Her experience in Spain was the beginning of her conversion. She said that in Spain she discovered the “supernaturale.” An Aristotelean or Thomistic philosopher would say that she had discovered the transcendentals: the true, the good, and the beautiful as an objective reality that stands over against us. Contrary to Marx, Truth is not merely what advances the revolution. Truth judges the revolution. Reflecting on her experience of the undeniability of justice in the human heart, she says, “Where force is absolutely sovereign, justice is absolutely unreal. Yet justice cannot be that. We know it experimentally. It is real enough in the hearts of men. The structure of a human heart is just as much of a reality as any other in this universe, neither more nor less of a reality than the trajectory of a planet. […] If justice is inerasable from the heart of Man, it must have a reality in this world.”  (The Need for Roots, Simone Weil, 1949)

Her health once again broken, she was taken by her parents to recover in Assisi, Italy. There in the Spring of 1937 she went into the Portiuncula, the chapel that St. Francis and his Friars had prayed in, which is preserved inside the Basilica of St. Mary of the Angels. She went in to see the sight and there was forced to her knees for the “first time in her life.” Still not quite knowing what had happened to her she encountered an English Catholic on his way back from communion with “his face radiant.” She confided in him and he told her to read Love III by George Herbert. She committed the poem to memory. Reciting it helped her chronic migraine headaches. She said that at first, she was reciting a beautiful poem, but the words became a prayer for her. Her faith grew and she became firm in her commitment to Christ as the Truth. “Christ said: ‘I am the truth.’ He also said that He was bread and wine; but He added: ‘I am the true bread, the true wine’, that is to say, the bread which is nothing but truth, the wine which is nothing but truth. They must first of all be desired as truth, only afterwards as food”  (The Need for Roots).

I draw a number of lessons from the conversion of Weil. Here are two. The first is bring back the Greeks. The Greek philosophical tradition asks the big questions.
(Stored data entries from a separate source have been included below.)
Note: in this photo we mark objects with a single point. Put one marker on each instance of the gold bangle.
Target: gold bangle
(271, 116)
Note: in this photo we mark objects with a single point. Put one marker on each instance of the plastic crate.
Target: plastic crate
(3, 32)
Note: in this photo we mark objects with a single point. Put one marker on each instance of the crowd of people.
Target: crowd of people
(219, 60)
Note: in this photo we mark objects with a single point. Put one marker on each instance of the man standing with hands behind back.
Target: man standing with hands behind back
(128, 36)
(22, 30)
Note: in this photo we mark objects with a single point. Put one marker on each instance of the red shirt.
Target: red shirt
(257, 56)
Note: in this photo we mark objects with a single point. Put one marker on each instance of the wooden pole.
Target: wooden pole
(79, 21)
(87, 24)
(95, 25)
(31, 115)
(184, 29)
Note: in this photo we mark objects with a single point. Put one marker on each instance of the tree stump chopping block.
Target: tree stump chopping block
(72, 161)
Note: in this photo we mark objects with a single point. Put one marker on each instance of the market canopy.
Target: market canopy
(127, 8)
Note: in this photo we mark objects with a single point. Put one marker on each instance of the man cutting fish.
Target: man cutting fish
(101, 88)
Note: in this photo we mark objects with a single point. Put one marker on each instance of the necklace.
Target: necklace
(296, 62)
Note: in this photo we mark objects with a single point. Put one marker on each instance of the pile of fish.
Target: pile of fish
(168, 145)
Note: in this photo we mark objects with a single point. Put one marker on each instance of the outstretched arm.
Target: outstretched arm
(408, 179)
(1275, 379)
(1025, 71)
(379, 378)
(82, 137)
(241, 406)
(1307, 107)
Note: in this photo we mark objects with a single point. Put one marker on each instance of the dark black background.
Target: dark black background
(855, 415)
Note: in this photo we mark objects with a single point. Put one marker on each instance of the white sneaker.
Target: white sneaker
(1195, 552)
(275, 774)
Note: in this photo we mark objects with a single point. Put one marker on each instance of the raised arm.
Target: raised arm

Why is there something rather than nothing? Why is there a cosmos that is discoverable by the human mind? What is good? What is the good life? Modernity does not ask these questions. Modernity even forbids these questions. It asks only if something is useful. Weil says that the Marxists and the Christians both think faith is a pill. The difference, she says, is that one thinks it an opiate and the other a stimulant. Across the theological spectrum there are recommendations of the faith for its usefulness. Modernity is in crisis as it stumbles on the rock of its own relativism. Let us ask the question of Truth and recommend the faith because it is true.

The second is save beautiful buildings. For all of my ordained ministry I have been lectured about the “edifice complex” of the faithful people who have labored and given sacrificially to keep the roof on their parish church. Sacred space and especially beautiful sacred space that has been sanctified by prayer has converting power. Modernity looks forward and never up. Having rediscovered the reality of Truth, Weil’s heart was open to the power of the Portiuncula. It could have been the other way around. Buildings that make people look up also bring them to their knees. Holy spaces humble and dignify at the same time. What is true of buildings is also true of the art, music and literature of the Church. A banal and superficial world hungers for that which is profound and of surpassing beauty. You can still fill a hall or a church with a performance of Handel’s Messiah.  It is possible for modern people to be introduced to Christian poems, music, art, and architecture that start out as simply beautiful and become in God’s providence, prayers.

The Very Rev. Dr. Leander S. Harding is dean of the Cathedral of All Saints in Albany.